Out-of-Domain Land Cover Classification

If you have any questions about this dataset, please reach out to Sherrie Wang (sherwang@berkeley.edu).

While ground truth labels are scarce in low-income regions, they can be plentiful in high-income regions. This suggests that a second strategy for increasing performance in label-scarce regions is to transfer knowledge learned from classifying land cover in high-income regions to low-income ones.

Two example tasks with example support time series from the MODIS satellite.

Dataset Overview

We release the global dataset of satellite time series from [1]. The dataset contains data from 692 regions of size 10km x 10km around the globe; for each region, 500 latitude/longitude coordinates are sampled for their satellite time series and land cover type.

Global regions split by continent into training, validation, and test sets.

Input

The input is time series from the MODIS satellite over the course of a year. Specifically, in each region, 500 points were sampled uniformly at random. At each point, the MODIS Terra Surface Reflectance 8-Day time series was exported for January 1, 2018 to December 31, 2018. MODIS collects 7 bands and NDVI was computed as an eighth feature, resulting in time series of dimension 8 x 46.

Output

The output is land cover type at the pixel in 2018. Global land cover labels came from the MODIS Terra+Aqua Combined Land Cover Product, which classifies every 500m-by-500m pixel into one of 17 land cover classes (e.g., grassland, cropland, desert).

Task

[1] defined a task as 1-shot, 2-way land cover classification tasks in each region. Unlike other classification benchmarks in SustainBench, this benchmark uses the kappa statistic to evaluate models because accuracy and F1-scores can vary widely across regions depending on the class distribution, and it is not clear whether an accuracy or F1-score is good or bad from the values alone.

Meta-training, meta-validation, and meta-test set splits

The authors in [1] sampled 1000 regions uniformly at random from the Earth’s land surface, and removed regions that have fewer than 2 unique land cover classes and regions where one land cover type comprises more than 80% of the region’s area. This resulted in 692 regions. The authors placed the 103 regions from Sub-Saharan Africa into the meta-test set and split the remainder into 485 meta-train and 104 meta-val regions at random. We provide the user with the option of placing any continent into the meta-test set and splitting the other continents’ regions at random between the meta-train and meta-val sets.

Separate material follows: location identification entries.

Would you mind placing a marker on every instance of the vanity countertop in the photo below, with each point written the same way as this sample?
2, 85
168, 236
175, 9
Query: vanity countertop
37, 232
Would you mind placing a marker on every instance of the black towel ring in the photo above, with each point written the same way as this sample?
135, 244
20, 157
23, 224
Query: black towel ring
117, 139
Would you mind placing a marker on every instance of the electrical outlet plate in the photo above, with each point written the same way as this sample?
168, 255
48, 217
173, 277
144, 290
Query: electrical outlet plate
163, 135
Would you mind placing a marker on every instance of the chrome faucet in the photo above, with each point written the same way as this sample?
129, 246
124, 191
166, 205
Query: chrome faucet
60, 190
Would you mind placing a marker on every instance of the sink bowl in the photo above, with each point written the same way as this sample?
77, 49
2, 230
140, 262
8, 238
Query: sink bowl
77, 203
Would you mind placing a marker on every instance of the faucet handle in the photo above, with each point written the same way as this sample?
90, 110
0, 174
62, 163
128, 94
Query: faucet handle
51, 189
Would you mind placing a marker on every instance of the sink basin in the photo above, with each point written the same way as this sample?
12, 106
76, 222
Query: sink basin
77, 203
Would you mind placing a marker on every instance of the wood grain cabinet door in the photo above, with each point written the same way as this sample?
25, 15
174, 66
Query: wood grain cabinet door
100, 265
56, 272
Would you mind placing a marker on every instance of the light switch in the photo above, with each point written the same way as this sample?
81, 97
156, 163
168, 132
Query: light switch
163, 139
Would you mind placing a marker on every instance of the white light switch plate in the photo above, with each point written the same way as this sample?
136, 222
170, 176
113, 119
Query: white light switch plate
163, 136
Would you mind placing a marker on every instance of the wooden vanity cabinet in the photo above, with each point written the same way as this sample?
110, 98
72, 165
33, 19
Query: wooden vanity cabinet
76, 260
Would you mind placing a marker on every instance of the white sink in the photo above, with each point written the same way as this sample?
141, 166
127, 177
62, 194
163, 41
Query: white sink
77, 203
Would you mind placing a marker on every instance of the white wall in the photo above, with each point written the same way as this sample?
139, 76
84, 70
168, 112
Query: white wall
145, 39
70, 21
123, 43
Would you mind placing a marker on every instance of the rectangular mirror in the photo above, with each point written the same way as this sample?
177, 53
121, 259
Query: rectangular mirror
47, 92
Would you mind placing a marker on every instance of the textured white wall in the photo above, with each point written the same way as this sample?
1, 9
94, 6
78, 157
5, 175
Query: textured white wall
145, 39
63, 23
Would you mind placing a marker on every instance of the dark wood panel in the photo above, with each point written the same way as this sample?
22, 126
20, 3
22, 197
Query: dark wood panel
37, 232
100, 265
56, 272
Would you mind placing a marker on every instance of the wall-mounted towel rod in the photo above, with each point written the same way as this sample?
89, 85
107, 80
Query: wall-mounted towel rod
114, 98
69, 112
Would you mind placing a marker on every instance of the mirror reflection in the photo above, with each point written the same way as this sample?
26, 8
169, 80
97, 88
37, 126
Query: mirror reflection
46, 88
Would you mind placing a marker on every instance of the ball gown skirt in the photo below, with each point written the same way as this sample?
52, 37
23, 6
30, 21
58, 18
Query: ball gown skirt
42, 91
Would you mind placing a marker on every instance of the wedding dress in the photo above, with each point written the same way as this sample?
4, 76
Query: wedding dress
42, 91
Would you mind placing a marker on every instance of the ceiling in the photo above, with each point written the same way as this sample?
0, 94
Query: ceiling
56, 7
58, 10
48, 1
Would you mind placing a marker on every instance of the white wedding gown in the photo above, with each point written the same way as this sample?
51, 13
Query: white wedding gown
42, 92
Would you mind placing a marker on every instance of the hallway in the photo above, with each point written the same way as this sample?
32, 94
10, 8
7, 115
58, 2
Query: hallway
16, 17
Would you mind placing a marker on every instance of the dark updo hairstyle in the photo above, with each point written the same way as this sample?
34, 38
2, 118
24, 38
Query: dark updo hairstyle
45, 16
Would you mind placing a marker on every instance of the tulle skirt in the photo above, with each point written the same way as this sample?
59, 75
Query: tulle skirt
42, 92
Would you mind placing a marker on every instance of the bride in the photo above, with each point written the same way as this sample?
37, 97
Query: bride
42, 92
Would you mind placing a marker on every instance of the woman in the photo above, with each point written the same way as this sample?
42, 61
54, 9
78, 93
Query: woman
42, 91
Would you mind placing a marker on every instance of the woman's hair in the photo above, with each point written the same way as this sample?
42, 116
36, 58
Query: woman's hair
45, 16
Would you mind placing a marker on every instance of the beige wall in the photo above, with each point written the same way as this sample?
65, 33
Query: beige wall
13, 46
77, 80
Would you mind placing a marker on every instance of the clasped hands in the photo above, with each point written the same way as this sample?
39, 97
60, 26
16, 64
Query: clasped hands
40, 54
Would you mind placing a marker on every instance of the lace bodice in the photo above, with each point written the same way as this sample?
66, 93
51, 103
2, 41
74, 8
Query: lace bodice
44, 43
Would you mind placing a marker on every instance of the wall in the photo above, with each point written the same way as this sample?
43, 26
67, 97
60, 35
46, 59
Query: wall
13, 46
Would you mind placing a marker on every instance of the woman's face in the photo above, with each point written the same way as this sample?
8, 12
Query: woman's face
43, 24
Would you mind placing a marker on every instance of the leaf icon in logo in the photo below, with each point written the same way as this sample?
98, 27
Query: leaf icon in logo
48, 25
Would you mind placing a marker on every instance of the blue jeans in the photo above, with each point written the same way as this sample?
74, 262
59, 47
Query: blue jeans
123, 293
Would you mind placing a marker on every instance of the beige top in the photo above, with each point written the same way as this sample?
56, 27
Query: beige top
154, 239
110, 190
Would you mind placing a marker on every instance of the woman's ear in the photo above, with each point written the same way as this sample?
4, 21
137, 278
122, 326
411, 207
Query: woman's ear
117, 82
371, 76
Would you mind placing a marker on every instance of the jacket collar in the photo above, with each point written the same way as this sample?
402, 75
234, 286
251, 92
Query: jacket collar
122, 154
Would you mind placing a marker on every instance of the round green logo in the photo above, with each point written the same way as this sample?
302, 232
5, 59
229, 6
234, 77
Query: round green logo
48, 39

We note that, as previously mentioned, existing land cover products tend to be less accurate in low-income regions such as Sub-Saharan Africa than in high-income regions. As a result, the MODIS land cover product used as ground truth will have errors in low-income regions. We suggest users also apply meta-learning and other transfer learning algorithms using other continents (e.g., North America, Europe) as the meta-test set for algorithm evaluation purposes.

Dataloader Configuration

To load the Out-of-Domain Land Cover Classification dataset, use out_of_domain_land_cover in the SustainBench dataloader.

Download

The data can be downloaded here.

Citation

@inproceedings{wang2020meta,
  author={Wang, Sherrie and Rußwurm, Marc and Körner, Marco and Lobell, David B.},
  booktitle={IGARSS 2020 - 2020 IEEE International Geoscience and Remote Sensing Symposium},
  title={Meta-Learning For Few-Shot Time Series Classification},
  year={2020},
  pages={7041-7044},
  doi={10.1109/IGARSS39084.2020.9441016}}

References

[1] S. Wang, M. Rußwurm, M. Körner, and D. B. Lobell. Meta-learning for few-shot time series classification. In IGARSS 2020 - 2020 IEEE International Geoscience and Remote Sensing Symposium, pages 7041–7044, 2020. doi: 10.1109/IGARSS39084.2020.9441016.